PHOTO: King Bhumibol Adulyadej, Queen Sirikit and his four children (a young Prince Maha Vajiralongkorn on the left)
Half a century of military dictatorships
In the early days of his reign Thailand was ruled by a military dictator, Plaek Pibulsonggram, until 1957. Then the first of a series of coups, which would dog the Kingdom for the second half of the 20th century, removed him from office. The King declared martial law ending with a new military dictatorship formed under a trusted ally of King Bhumibol, Sarit Dhanarajata.
During the next phase of his rule the young King would revive many abandoned Chakri traditions, including the need for subjects and staff to kowtow – bowing and keeping their head below the monarch. He also started to make public appearances around the Kingdom – an activity which would become a hallmark of his reign, significantly reviving the prestige of the Thai monarchy and staying of the royal family.

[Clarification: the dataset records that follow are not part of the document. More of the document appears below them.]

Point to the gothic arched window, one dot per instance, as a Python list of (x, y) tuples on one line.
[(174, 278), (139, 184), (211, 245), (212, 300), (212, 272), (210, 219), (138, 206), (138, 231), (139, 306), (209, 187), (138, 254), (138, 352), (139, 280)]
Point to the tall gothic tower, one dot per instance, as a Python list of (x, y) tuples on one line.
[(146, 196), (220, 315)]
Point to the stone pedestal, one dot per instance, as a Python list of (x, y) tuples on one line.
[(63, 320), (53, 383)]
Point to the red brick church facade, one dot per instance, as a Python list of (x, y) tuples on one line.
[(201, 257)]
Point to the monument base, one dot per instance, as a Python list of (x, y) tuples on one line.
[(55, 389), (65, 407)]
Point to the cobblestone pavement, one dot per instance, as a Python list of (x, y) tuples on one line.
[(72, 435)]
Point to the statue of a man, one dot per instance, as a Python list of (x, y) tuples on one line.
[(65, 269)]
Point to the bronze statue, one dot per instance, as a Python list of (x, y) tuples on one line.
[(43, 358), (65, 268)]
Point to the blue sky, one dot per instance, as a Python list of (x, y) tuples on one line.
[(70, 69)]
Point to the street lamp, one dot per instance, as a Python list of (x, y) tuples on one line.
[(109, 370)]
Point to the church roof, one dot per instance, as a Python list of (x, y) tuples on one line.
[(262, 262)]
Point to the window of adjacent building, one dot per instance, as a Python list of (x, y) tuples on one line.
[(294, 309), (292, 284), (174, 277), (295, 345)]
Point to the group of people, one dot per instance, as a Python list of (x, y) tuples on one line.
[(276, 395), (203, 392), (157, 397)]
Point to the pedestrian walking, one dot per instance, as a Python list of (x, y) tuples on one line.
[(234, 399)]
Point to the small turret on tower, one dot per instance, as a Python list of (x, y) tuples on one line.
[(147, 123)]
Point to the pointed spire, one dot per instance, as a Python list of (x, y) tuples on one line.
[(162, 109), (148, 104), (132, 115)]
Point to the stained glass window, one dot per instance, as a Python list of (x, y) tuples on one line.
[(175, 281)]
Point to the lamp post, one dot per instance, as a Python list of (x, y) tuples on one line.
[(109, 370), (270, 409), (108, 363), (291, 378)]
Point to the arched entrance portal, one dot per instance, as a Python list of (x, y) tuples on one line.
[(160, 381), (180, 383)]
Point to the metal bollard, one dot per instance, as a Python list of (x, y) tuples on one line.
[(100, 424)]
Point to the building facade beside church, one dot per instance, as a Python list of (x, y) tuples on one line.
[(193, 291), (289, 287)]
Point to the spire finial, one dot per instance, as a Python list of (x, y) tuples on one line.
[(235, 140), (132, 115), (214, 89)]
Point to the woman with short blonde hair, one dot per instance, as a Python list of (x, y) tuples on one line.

Coups took place in 1963, 1977, 1980, 1981, 1985, and 1991 (and more in the 21st century). Although King Bhumibol worked hard to remain above politics, he refused to support the 1981 and 1985 coups, and was seen as a settling influence in the swirling political events.
When a military coup leader was selected as PM in May 1992, huge protests broke out around Thailand. Known as ‘Black May’, the demonstrations turned into riots. Fearing a civil war, Kong Bhumibol called the coup and opposition leaders to a televised audience at the palace.
Adulyadej pressured the coup leader to resign. New elections were called and a civilian government was elected. This intervention was the beginning of civilian-led democracy that has continued, with a few military interruptions, to this day, most notably the intervention of the military in a coup in 2014 when the National Committee for Peace and Order seized power.
King Bhumibol’s image as an advocate for the Thai people, reluctantly intervening in the political fray to protect his subjects, became an enduring legacy.
Since 2006, King Bhumibol suffered a number of health issues and was hospitalised frequently. He died at the Siriraj hospital in Bangkok on October 16, 2016. Crown prince Maha Vajiralongkorn became the 10th King of the Chakri Dynasty, and his official coronation was held between May 4-6, 2019.
Although Bhumibol was never intended to be Thailand’s king, he is lovingly remembered as a successful and beloved Thai monarch, who helped calm successive political turbulence over the seven decades of his reign.